Markov Chain Monte Carlo (MCMC) does exactly this. It builds a random walk through parameter space whose rule is rigged so that it lingers in high-posterior regions in proportion to their probability. The classic Metropolis-Hastings recipe is intuitive:

Stand at the current parameter value, and propose a nearby random step.
If the proposal has higher posterior density, move there. If lower, move there only sometimes — with probability equal to the ratio of the two densities.
Record where you are, and repeat — for thousands of steps.

Crucially, that acceptance ratio cancels the intractable $p(D)$ — it appears top and bottom and divides out — so you never have to compute the integral. The collected trail of positions is a sample from the posterior. Modern tools (Gibbs sampling, Hamiltonian Monte Carlo, Stan, PyMC) are smarter versions of this same idea, and they're what make Bayesian modelling usable on real problems today.

Where it shows up in my work

Reasoning the way the world actually works

The Bayesian habit — start from a prior, update on evidence — is how good analysis under uncertainty actually feels, even when I'm not writing a formal model. It's the right frame whenever data is scarce and prior knowledge is genuinely worth something (early-stage experiments, rare events), and whenever a decision needs an honest probability of being right rather than a reject/accept verdict — a credible interval a stakeholder can act on beats a p-value they'll misread.

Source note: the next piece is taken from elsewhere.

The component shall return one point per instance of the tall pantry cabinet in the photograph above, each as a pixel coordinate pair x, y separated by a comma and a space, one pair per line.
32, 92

It also pairs naturally with the rest of the foundation: the probability page gave the rule, the statistics page gave the frequentist contrast, and the same prior-times-likelihood logic underlies the model likelihoods in machine learning. Knowing both schools, and when each fits, is the actual skill.

Refresh in 60 seconds

Bayesian probability is belief; the unknown parameter has a distribution you update as data arrives.
The engine: posterior ∝ likelihood × prior. It falls straight out of the definition of conditional probability.
Conjugate priors make the update arithmetic: a Beta prior + Binomial data → a Beta posterior (add heads to α, tails to β). Today's posterior is tomorrow's prior.
Priors encode knowledge (informative) or step back (weak). Answer the subjectivity critique with enough data + a sensitivity analysis.
A credible interval means what people wish a confidence interval did: P(parameter in range | data) = 0.95.
The evidence integral $p(D)$ is usually intractable, so use MCMC to sample the posterior — the acceptance ratio cancels the constant, so you never compute it.